There are many ways to prove theorems in mathematics. One of such is mathematical induction which can be used easily to prove many of other theorems. The method is quite easier from other methods of proving a theorem or statement in mathematics.
On similar grounds we can also prove the statements of sum of squares of first n natural numbers to be n (n + 1) (2n + 1) / 6, the sum of first n odd numbers to be n^2 or the sum of cubes of first n natural numbers to be [n (n + 1) / 2]^2 and many more.
The simple definition for the rule of the mathematical induction is:
“Suppose a mathematical statement is true for the first value of applied to the statement. Assuming that it is also true for ‘kth’ value as well, if we prove that it is valid for (k + 1)th value, then by the principle of mathematical induction the statement holds true for all natural numbers ‘n’.”
The principle of mathematical induction is mostly used in cases of natural numbers only.

Let us understand mathematical induction proof with the help of an example, we know that the sum of ‘n’ natural numbers is [n (n + 1) / 2.

SOLUTION:

We need to prove that 1 + 2 + 3 + … + n = [n (n + 1)] / 2.

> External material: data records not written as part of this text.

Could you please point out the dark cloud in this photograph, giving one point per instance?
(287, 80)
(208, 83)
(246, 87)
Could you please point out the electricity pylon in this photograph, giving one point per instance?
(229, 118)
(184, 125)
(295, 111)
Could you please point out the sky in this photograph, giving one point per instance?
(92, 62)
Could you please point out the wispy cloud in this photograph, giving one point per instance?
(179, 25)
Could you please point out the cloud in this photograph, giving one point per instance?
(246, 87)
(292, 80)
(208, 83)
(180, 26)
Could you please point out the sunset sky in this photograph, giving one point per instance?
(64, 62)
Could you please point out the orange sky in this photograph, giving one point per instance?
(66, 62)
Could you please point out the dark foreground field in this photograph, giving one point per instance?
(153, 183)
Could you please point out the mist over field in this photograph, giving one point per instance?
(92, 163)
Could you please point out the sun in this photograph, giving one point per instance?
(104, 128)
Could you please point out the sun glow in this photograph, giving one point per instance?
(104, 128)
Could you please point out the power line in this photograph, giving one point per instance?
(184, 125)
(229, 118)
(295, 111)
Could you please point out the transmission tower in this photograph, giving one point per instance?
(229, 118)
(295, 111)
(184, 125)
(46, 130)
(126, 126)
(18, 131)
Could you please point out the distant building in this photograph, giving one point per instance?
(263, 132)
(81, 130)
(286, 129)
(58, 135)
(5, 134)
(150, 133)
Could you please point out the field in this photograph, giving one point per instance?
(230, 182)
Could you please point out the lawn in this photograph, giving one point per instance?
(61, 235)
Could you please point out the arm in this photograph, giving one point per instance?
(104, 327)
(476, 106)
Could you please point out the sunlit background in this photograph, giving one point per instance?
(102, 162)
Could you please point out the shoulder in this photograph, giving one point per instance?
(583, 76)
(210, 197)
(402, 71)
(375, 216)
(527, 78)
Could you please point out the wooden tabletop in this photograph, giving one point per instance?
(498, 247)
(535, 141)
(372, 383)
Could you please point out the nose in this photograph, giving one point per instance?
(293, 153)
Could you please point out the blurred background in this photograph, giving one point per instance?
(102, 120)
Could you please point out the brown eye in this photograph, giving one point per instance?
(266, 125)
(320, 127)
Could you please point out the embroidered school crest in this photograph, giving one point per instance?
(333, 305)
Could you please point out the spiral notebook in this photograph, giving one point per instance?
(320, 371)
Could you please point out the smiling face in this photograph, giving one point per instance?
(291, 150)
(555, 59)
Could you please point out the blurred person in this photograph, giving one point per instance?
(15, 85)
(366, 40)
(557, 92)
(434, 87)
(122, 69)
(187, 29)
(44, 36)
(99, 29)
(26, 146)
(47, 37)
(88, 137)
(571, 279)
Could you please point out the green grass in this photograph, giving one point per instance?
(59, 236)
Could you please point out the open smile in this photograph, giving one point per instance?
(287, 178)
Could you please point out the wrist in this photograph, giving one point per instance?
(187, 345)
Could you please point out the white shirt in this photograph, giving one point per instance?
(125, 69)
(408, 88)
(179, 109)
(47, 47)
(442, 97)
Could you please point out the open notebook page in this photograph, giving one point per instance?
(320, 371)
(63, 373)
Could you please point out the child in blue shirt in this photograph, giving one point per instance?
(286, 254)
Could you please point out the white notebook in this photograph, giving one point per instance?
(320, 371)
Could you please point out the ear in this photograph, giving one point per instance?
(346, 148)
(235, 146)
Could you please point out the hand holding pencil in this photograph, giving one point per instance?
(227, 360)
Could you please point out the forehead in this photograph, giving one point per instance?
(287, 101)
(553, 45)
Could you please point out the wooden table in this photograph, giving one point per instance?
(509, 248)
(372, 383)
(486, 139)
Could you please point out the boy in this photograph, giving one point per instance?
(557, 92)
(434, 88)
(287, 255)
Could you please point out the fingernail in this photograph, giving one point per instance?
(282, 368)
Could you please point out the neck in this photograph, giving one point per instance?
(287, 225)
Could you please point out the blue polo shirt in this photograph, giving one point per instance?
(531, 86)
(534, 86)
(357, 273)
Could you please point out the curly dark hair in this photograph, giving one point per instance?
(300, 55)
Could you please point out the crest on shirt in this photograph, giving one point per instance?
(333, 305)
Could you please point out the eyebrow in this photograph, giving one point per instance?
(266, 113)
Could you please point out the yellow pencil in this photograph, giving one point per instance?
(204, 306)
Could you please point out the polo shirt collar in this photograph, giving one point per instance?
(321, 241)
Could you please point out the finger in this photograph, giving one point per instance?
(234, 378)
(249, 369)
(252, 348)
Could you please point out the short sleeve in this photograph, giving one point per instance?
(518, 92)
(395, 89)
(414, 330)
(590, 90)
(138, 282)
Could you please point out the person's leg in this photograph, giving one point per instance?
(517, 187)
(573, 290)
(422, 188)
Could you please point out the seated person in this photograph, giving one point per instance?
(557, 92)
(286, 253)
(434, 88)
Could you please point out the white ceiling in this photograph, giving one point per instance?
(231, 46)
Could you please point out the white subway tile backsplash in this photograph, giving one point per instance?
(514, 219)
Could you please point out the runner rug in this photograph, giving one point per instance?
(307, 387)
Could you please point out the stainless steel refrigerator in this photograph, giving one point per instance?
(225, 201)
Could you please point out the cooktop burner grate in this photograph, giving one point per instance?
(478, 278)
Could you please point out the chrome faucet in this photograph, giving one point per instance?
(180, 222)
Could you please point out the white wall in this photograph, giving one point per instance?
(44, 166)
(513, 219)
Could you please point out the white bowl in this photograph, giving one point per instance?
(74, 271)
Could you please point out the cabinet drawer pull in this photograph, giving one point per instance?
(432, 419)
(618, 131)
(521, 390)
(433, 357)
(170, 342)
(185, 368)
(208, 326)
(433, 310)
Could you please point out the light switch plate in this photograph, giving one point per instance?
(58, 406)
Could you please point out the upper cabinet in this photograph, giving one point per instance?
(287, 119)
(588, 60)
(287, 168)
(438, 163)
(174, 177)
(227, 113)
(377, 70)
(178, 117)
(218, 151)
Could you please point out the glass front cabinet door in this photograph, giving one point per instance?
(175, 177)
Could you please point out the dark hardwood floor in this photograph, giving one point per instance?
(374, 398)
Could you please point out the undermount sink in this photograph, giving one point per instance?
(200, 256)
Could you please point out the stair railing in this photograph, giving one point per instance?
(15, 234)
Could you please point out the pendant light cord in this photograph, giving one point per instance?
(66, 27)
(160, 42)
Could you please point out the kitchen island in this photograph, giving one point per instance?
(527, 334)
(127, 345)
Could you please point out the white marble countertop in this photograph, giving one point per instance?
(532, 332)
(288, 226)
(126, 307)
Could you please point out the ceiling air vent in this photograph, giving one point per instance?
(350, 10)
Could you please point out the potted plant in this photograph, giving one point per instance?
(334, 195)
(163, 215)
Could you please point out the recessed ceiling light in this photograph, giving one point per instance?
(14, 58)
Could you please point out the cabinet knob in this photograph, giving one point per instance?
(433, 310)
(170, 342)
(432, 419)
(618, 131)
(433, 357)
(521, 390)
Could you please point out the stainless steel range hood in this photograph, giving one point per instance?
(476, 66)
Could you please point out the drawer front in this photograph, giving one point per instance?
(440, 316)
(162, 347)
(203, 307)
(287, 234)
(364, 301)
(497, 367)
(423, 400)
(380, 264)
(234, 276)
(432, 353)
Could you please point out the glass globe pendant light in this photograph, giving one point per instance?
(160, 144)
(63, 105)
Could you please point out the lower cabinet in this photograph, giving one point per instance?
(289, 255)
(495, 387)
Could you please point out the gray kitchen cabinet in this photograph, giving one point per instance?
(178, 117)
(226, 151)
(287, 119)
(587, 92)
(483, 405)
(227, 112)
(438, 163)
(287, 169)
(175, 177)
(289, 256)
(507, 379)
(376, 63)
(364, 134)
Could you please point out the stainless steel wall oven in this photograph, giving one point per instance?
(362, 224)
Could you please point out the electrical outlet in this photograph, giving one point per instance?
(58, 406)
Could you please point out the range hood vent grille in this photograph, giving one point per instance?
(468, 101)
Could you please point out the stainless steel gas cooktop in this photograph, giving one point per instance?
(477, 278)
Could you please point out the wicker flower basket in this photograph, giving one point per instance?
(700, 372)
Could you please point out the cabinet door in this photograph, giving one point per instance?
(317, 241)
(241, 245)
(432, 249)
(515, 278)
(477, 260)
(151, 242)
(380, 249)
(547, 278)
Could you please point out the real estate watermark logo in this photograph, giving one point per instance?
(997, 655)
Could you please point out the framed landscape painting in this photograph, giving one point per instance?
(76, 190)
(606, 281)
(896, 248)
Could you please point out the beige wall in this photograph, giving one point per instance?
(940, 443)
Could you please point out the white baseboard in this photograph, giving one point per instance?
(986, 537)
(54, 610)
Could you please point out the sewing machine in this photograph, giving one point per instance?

Split proof in 3 steps to make solution more simple and understandable

Step 1: For n = 1

LHS = 1

RHS = 1 (1 + 1) / 2 = 2 / 2 = 1 = LHS

Result is true for n = 1

Step 2: Assumption

Assume that, the statement is true for n = t

1 + 2 + 3 + … + t = t (t + 1) / 2

Step 3: Prove statement is true for n = t + 1 using fact of step 2

1 + 2 + 3 + … + t + (t + 1) = (t + 1) (t + 2) / 2.

LHS = 1 + 2 + 3 + … + t + (t + 1)

= [t (t + 1) / 2] + (t + 1)

= [t (t + 1) + 2 (t + 1)] / 2

= (t + 1) (t + 2) / 2

= RHS

The statement is true for n = t + 1.

Hence, by the principle of mathematical induction result is proved.